The rom-com stars Finn Wittrock as Bart, a down-on-his-luck writer who is recovering from a mental health episode and is trying to get his life back on track after the death of his mother and a breakup from his long-time girlfriend. One afternoon, he has a chance encounter with an enigmatic young woman, Vienna (Zoë Chao), who is just in town visiting. On a whim, he decides to have a drink with her and thus begins their whirlwind courtship — but is it too good to be true? Vienna is very sparse with the details about herself and often finds ways to avoid answering questions about herself, and Bart thinks it’s odd that she’s walking around town with wads of cash. And through fuzzy, hazy, fleeting flashbacks and the trauma and lingering aftermath of his last mental episode, we see that something may be up with Bart as well. As these two fall fast in love, will their connection be enough to overcome their secrets? Over time, they both begin to untether from reality.
“Long Weekend” shows how one evening…one interaction…one chance encounter can be life-changing — it’s all about our outlook on life. Like Bart says, “life is gonna be sad and stressful, but it’s all a state of mind.” Bart has had to deal with a lot of tragedy in a short period of time, which could be too much for most people, but he’s working through it but will his genuine connection with this “manic pixie dream girl” help him through it, or send him spiraling backward?
The film starts light and airy, but it does take a serious turn, making it all the more captivating. And the sci-fi element to it just makes the film all the more fun and intriguing. What are we like in the future? Do we have the same wants? Are we still flawed, messy, and confused? The acting coupled with the cinematography, sequencing, and editing of the film takes this a notch above your typical rom-com. And using light comedy and romantic elements to deal with such serious issues as mental health and obtaining happiness and inner workings of the brain and the heart just make this film more enjoyable.
The brain works in mysterious ways, and “Long Weekend” does a beautiful job of visualizing and articulating that on the screen. Sure, it’s kind of sappy, but just cute and sincere enough to make it a good movie that doesn’t fall prey to its genre. It’s commendable how Basilone and his screenplay deals with mental health in such an honest and non-shaming way — especially when it comes to men. Bart is lucky enough to have his best friend Doug (Damon Wayans Jr.) by his side through his highs and lows, and their genuine friendships are enviable.

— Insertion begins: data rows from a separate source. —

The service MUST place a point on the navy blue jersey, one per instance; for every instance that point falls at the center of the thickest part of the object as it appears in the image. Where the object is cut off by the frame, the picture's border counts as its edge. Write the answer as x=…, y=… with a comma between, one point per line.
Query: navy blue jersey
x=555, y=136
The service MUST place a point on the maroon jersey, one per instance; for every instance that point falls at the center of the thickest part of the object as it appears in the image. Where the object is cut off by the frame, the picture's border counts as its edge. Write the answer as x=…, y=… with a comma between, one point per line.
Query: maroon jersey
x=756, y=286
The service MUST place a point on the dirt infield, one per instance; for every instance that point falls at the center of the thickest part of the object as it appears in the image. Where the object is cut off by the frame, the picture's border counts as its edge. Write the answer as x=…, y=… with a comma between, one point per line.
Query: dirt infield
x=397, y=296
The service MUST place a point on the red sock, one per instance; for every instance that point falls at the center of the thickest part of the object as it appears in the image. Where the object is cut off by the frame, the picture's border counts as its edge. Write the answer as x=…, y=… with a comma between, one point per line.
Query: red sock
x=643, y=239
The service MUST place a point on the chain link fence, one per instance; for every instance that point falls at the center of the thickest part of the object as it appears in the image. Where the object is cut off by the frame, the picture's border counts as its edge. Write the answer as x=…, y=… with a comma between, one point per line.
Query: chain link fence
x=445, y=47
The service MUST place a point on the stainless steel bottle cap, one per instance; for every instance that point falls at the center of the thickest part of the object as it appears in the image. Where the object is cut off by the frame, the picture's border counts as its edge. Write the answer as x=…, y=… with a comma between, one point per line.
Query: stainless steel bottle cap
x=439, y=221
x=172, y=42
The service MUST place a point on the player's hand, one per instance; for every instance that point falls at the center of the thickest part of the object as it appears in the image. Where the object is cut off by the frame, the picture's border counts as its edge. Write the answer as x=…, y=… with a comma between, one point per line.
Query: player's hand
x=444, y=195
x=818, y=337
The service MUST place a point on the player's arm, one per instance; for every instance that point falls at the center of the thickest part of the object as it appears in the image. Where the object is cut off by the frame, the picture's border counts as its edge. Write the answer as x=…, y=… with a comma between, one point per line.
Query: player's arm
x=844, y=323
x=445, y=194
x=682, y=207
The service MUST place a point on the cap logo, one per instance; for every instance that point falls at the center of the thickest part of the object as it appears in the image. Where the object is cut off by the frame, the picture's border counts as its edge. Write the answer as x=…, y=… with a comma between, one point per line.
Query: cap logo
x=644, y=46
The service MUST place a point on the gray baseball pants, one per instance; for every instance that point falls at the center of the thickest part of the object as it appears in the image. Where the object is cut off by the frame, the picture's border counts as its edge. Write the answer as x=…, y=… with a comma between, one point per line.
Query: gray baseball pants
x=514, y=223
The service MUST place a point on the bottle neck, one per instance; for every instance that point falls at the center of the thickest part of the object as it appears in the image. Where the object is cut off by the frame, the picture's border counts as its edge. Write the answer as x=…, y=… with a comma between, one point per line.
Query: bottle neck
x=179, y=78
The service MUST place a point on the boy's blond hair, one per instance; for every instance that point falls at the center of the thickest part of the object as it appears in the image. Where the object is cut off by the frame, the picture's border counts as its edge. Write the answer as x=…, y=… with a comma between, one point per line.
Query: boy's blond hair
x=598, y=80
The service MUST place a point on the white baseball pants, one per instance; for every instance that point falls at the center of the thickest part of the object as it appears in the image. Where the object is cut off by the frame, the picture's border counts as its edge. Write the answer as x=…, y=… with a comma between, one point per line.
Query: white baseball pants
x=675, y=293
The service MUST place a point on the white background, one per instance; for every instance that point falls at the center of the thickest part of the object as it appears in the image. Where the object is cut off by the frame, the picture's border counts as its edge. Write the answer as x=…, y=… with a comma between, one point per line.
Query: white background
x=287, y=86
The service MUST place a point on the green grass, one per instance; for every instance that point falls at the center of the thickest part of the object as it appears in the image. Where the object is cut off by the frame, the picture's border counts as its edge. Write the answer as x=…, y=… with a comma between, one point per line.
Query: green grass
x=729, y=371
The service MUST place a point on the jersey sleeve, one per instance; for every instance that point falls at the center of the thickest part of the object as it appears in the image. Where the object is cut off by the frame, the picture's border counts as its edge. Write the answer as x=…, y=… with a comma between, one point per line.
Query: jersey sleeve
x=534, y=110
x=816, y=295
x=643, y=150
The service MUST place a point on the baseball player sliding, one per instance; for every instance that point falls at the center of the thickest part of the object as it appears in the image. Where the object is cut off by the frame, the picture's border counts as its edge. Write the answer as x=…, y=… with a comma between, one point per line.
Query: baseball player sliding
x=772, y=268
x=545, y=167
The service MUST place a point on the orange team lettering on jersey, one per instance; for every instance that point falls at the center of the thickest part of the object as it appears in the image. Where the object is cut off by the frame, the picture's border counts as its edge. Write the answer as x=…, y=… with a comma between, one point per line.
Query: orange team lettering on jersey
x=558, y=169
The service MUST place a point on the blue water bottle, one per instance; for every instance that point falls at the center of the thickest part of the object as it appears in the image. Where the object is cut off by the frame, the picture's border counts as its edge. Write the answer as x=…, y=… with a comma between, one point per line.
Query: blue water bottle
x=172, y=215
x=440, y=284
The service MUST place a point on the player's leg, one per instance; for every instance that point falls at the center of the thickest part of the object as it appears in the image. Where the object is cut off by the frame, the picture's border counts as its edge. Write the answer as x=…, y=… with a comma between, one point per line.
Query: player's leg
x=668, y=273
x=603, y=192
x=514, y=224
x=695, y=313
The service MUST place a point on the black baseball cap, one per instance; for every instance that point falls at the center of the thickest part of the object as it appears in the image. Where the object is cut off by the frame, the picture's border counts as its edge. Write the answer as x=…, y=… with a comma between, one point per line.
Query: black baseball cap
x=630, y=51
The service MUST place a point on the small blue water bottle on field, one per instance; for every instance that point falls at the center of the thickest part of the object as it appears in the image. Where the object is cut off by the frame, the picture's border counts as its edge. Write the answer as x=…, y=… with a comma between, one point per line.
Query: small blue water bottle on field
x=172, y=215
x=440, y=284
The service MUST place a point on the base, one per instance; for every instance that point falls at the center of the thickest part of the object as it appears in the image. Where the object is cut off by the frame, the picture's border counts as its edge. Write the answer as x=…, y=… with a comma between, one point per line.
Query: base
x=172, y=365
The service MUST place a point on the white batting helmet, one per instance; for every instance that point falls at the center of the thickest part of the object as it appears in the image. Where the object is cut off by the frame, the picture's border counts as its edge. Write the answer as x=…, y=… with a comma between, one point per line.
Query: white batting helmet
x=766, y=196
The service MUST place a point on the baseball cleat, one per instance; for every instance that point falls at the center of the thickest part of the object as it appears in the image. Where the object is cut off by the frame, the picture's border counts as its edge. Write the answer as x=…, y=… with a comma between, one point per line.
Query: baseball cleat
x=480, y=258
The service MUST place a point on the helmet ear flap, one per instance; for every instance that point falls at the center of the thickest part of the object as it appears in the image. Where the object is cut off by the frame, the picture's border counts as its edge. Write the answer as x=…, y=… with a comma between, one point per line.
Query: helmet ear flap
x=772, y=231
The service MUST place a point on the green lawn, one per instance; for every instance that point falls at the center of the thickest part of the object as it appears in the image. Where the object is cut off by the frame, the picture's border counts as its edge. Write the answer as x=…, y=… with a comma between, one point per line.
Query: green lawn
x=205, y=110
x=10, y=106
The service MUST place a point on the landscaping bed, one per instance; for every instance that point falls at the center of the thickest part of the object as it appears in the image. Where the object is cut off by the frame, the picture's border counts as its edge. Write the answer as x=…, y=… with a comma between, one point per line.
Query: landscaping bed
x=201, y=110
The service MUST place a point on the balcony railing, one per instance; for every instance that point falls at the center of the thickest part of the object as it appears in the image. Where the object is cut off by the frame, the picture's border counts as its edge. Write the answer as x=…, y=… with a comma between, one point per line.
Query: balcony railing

The honesty with which Bart treats Vienna in terms of being upfront and open about his past mental health issues is refreshing. And the chemistry between Wittrock and Chao is palpable and charming — better yet, the chemistry between the whole cast is just great. “Long Weekend” is a sci-fi film that’s so grounded in the present reality that the willing suspension of disbelief is almost forgotten. The comedic moments of the film (mostly in terms of the witty dialogue) don’t overshadow the subject matter’s sincerity and just turn a somewhat sad story into a little delightful film that reminds us not to miss out on life.